Checksumming at that level is a bit pointless, because then you can't repair the data. Instead of being able to recover from a mirror or parity data, all you get is "it's corrupt, oh well".
> Instead of being able to recover from a mirror or parity data, all you get is "it's corrupt, oh well".
That's exactly what you want – a clean failure which prevents other software from silently propagating corrupt data. Even more importantly, with corruption it's usually much easier to recover from another copy if you notice the problem quickly.
Think about what happens with e.g. photos – you copy files from a phone, USB card, etc. and something gets corrupted on local storage. With integrity checks that means that the next time you load your photo app, go to upload photos somewhere, run a backup, etc. the filesystem you immediately get an unavoidable error telling you exactly what happens. If it's recent, you can go back to the source phone/camera and copy the file back.
With all current consumer filesystems, what you instead get are things like a file which looks okay at first – maybe because it's just displaying an embedded JPEG thumbnail, maybe because software like Photoshop is enormously fault-tolerant – but doesn't work when you use it in a different app or, because you didn't get an error, the underlying hardware file affecting your storage becomes worse over time until something fails so badly that it becomes obvious. By the time you notice the problem, the original file is long gone because you reused the device storage and you have to check every backup, online service, etc. to find which copies are corrupt.
Checksumming at the file system level solves the problem of corruption that occurs off the media (on the bus). The media has checksumming on it that allows detection and recovery from errors that occur on the media itself.
The question I'm sure Apple engineers have were - How often do we see BitRot occurring off media, and is the media that we're deploying sufficiently resistant to bit-rot?
And, with APFS's flexible structure, this is a feature that can be added at a later time.
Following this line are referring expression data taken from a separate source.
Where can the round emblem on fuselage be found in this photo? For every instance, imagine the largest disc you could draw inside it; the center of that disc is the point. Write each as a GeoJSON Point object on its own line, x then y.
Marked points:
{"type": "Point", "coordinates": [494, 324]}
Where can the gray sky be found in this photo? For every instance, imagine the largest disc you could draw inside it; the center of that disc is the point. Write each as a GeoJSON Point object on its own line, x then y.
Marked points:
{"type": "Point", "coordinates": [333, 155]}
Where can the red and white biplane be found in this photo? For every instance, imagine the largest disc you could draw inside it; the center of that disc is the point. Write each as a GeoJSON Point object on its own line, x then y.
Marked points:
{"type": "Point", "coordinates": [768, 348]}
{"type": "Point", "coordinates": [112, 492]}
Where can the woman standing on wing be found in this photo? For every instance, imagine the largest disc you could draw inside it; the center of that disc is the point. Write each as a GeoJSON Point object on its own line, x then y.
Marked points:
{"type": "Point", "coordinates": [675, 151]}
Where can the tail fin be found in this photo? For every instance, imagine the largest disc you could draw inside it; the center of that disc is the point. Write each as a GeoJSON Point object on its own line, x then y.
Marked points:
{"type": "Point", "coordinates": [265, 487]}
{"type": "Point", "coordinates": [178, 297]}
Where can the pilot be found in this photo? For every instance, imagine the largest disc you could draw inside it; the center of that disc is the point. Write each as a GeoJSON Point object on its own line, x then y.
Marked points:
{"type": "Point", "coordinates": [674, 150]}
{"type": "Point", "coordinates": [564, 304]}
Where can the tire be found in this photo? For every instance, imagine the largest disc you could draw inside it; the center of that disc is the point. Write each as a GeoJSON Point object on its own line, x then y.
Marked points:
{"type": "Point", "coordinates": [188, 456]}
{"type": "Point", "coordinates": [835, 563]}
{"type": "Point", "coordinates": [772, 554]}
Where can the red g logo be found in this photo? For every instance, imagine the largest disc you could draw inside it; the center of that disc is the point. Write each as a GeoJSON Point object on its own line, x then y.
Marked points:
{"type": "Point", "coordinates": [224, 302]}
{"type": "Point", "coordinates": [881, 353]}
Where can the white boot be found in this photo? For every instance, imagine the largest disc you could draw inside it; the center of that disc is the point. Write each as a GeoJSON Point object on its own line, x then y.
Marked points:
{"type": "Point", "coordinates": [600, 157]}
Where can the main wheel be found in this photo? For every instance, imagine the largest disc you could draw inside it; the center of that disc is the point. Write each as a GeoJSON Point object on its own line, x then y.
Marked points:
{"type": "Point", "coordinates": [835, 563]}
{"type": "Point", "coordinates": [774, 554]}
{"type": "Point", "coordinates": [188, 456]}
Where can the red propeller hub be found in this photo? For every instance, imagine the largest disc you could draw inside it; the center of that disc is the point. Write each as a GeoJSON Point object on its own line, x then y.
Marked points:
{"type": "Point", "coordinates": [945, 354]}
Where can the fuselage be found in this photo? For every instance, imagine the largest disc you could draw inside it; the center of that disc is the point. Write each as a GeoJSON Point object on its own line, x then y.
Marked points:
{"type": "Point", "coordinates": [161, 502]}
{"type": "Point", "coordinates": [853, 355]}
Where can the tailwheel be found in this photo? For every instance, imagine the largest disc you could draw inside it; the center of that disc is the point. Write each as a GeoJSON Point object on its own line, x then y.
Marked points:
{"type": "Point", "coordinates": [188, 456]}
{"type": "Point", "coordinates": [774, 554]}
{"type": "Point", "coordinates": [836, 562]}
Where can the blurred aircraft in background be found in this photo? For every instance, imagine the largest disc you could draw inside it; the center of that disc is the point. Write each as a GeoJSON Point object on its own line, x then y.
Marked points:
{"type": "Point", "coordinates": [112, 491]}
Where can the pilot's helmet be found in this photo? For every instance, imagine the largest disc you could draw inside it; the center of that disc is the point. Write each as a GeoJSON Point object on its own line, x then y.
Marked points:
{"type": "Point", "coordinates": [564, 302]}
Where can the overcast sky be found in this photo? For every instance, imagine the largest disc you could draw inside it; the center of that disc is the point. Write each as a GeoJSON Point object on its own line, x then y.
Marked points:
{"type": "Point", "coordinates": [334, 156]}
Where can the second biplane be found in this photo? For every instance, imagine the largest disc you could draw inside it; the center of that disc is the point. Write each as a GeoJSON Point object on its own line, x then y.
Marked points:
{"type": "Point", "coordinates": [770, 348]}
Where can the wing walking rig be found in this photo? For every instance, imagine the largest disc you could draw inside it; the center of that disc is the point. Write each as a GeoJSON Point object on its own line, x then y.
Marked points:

Probably made sense to deliver in 2017 something that was rock solid that they could build on, than to either (A) push out the delivery date, or (B) not fully bake all features of the file system.
Others have pointed out the potential HW issues, but I implemented something similar in a product that stored data using its own disk format, and found that adding checksums to all data written to disk yielded a number of cases where what we though was HW failures were actually SW failures. AKA really, really, really obscure bugs that only happened under obscure conditions (think the equivalent of fsck bugs checking the filesystem after power loss for one example, the journal needed to be in exactly the right state to trigger the recovery bug).
I have no idea if Apple flash storage devices do that (or will), but Hamming (7,4) can correct single-bit errors. Most ECC devices are SECDED (single-error correction, double-error detection).
Failing to replicate corrupt data is the point. By delivering the corrupt data to user space, it proliferates into backups. And since it's common practice, even if suboptimal, to conflate archive and backup and rotate those media, it's just a matter of time before all backups have a corrupt copy of the file.